Shearwater: “Breaking the Yearlings”
Shearwater is probably one of the most cerebral rock bands working today. There have been hints to a grand conceit at work in their music since it began over a decade ago. Take, for instance, the zoological themes that abound throughout the band’s catalog, or the excellent three album “trilogy” of Palo Santo, Rook and Golden Archipelago. It’s pretty clear that the band isn’t just willy-nilly throwing rock ‘n’ roll ideas against the wall to see what sticks. That said, Shearwater’s latest Animal Joy, released today, feels like the group’s grand plan is finally coming to fruition.

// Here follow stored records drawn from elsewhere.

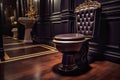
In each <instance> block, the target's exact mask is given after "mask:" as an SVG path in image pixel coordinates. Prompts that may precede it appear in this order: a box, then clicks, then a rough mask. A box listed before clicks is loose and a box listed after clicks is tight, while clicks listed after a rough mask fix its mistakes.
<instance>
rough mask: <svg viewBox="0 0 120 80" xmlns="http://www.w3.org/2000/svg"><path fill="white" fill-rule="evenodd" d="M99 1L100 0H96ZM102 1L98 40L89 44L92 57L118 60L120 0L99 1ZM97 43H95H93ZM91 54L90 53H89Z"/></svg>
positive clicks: (95, 58)
mask: <svg viewBox="0 0 120 80" xmlns="http://www.w3.org/2000/svg"><path fill="white" fill-rule="evenodd" d="M98 1H100V0H98ZM100 2H101V3H102V12H101V26H100V36H99V38H98V39H99V42H93V43H94V44H90V46H91V48H90V50H91V51H90V53H93V56H94V58H95V59H96V60H97V59H98V58H99V59H103V58H104V59H107V60H111V61H115V62H119V61H120V37H119V34H120V31H119V30H120V25H119V23H120V15H119V14H120V6H119V5H120V0H110V1H105V0H103V1H100ZM95 44H97V45H95ZM90 55H91V54H90Z"/></svg>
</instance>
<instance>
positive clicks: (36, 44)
mask: <svg viewBox="0 0 120 80" xmlns="http://www.w3.org/2000/svg"><path fill="white" fill-rule="evenodd" d="M3 43H4V51H5V59H6V62H8V61H14V60H19V59H25V58H30V57H35V56H41V55H45V54H51V53H55V52H57V50H56V49H55V48H54V47H52V46H49V45H45V44H35V43H23V41H20V40H15V39H13V38H12V37H8V36H6V37H3Z"/></svg>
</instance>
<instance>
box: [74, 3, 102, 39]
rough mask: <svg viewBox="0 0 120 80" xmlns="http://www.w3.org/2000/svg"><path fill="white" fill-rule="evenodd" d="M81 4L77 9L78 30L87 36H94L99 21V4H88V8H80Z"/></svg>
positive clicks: (76, 23)
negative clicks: (97, 5)
mask: <svg viewBox="0 0 120 80" xmlns="http://www.w3.org/2000/svg"><path fill="white" fill-rule="evenodd" d="M89 3H90V2H89ZM80 7H81V5H79V6H78V7H77V8H76V10H75V14H76V30H77V32H78V33H80V34H83V35H85V37H86V38H93V37H94V34H95V29H96V26H98V23H99V20H98V18H99V10H100V4H99V6H95V5H93V6H89V5H88V7H87V6H86V8H82V9H80Z"/></svg>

The band formed back in 2001 by Okkervil River members Jonathan Meiburg and Will Sheff as an outlet for material that wasn’t quite right for Okkervil. By the release of Shearwater’s fourth record, 2006′s Palo Santo, Sheff had all but left the band and Meiburg took control. The band did some label hopping, but on Animal Joy, they’ve landed at the venerable indie Sub Pop. And by the sound of the record, Shearwater’s making themselves right at home.
On Animal Joy you’ll find Shearwater’s usual breadth and power, but there are hints at something very new. The band dips into The Smiths (and even Meiburg’s expressive croon recalls Morrissey) on “Dread Sovereign.” There’s a whiff of the Brit-pop of early XTC and The Jam on “Immaculate.” There’s a menacing energy to today’s song of the day “Breaking The Yearlings.” It has a such bite and stomp that, even if you never thought it would be possible, it’s hard not to get amped up by it. The record really moves, and it’s proof that the band is venturing into uncharted, yet very welcoming, waters.